In [None]:
# Python dictionaries data type used for mapping between two items(arbitrary types of information)
# called as assocative array, hashmap, map in other programming languages
# An important property of lists is that we can “look up” a particular item by giving its index
# In NLP, look up using word is common, word: pos, word: no. of occurency
# Dictionary lookup: access the entry of a dictionary using a key, Dic[key] = value

In [5]:
# define an empty dictionary add entries (specifying the part-of-speech of some words.)
pos = {}
pos['colourless'] = 'ADJ'
pos['ideas'] = 'N'
pos['sleep'] = 'V'
print('pos:', pos)
print('KeyError: when try to access key which is not in dict.')
pos['new']

pos: {'colourless': 'ADJ', 'ideas': 'N', 'sleep': 'V'}
KeyError: when try to access key which is not in dict.


KeyError: 'new'

In [7]:
# len() won't work for dictionary, how to check legal keys for dictionary?
# get the dictionary key list.
pos_keylist = list(pos)     
print('pos_keylist: {}'.format(pos_keylist))

# dictionaly methods: pos.keys(), pos.values(), pos.items()
print('pos keys: {}'.format(pos.keys()))
print('pos values: {}'.format(pos.values()))
print('pos items: {}'.format(pos.items()))

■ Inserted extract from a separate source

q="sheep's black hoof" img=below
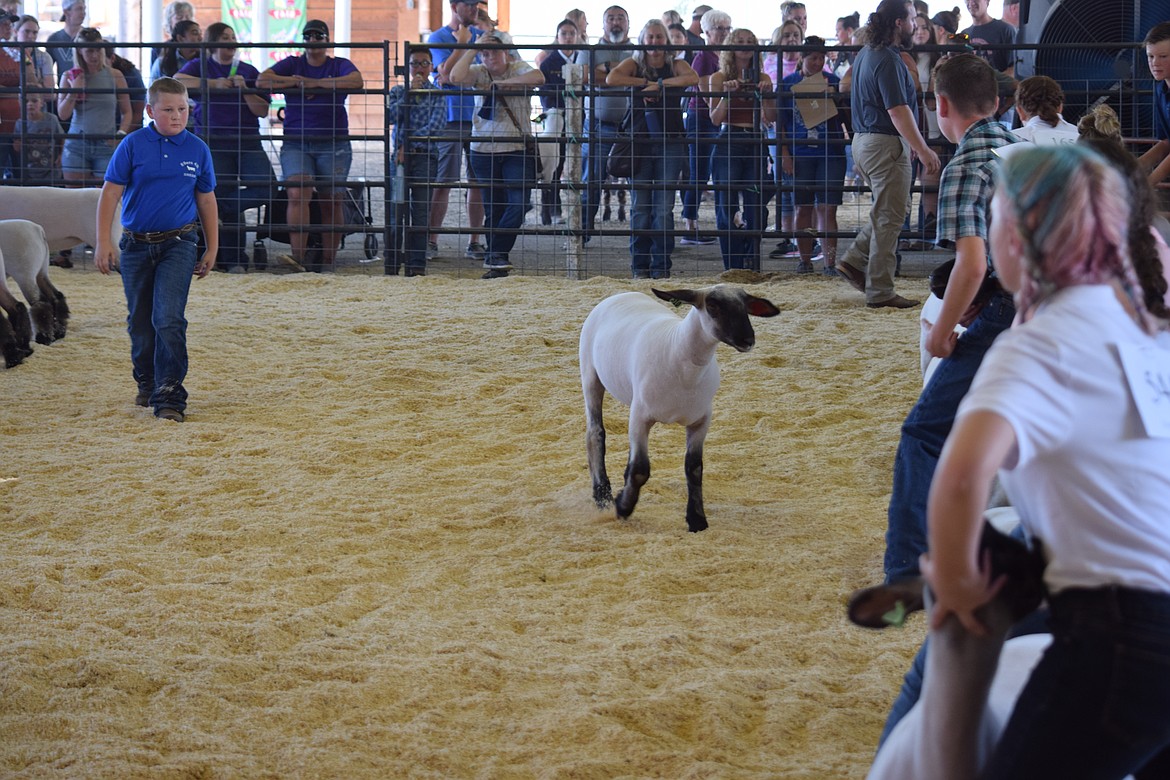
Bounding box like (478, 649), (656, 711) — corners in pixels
(593, 485), (613, 509)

pos_list: ['colourless', 'ideas', 'sleep']
pos keys: dict_keys(['colourless', 'ideas', 'sleep'])
pos values: dict_values(['ADJ', 'N', 'V'])
pos items: dict_items([('colourless', 'ADJ'), ('ideas', 'N'), ('sleep', 'V')])


In [16]:
# if more than one value need to be mapped then add as list
pos['sleep'] = ['V', 'N']
print('change in sleep value, pos: {}'.format(pos))

#Define dictionary
pos1 = {'furiously': 'ADV', 'work': 'V'}
pos2 = dict(furiously='ADV', work= 'V')
print('pos1 = {}'.format(pos1))
print('pos2 = {}'.format(pos2))

# Dictionary keys should be immutable, TypeError will be thrown if we try to define a dictionary using a mutable key
pos3 = dict()
pos3[[1, 2]] = ['one', 'two']

change in sleep value, pos: {'colourless': 'ADJ', 'ideas': 'N', 'sleep': ['V', 'N']}
pos1 = {'furiously': 'ADV', 'work': 'V'}
pos2 = {'furiously': 'ADV', 'work': 'V'}


TypeError: unhashable type: 'list'

In [22]:
# Default dictionaries
# When we try to access a key which is not in dictionary we get an error, 
# Python provides an alternative, automatically create an entry with default value(0 or []) for the key which is not present
# In collections module also defaultdict is defined
# nltk provides nltk.defaultdict() to create the dictionary with default value, e.g., int, float, str, list, dict, tuple
# Other than the data types mentioned above we can provide any default value we like-
# - we can provide name of a function without arguments
import nltk
frequency = nltk.defaultdict(int)
frequency['colorless'] = 4
frequency['specs']
frequency['ideas']
print('frequency : {}'.format(frequency.items()))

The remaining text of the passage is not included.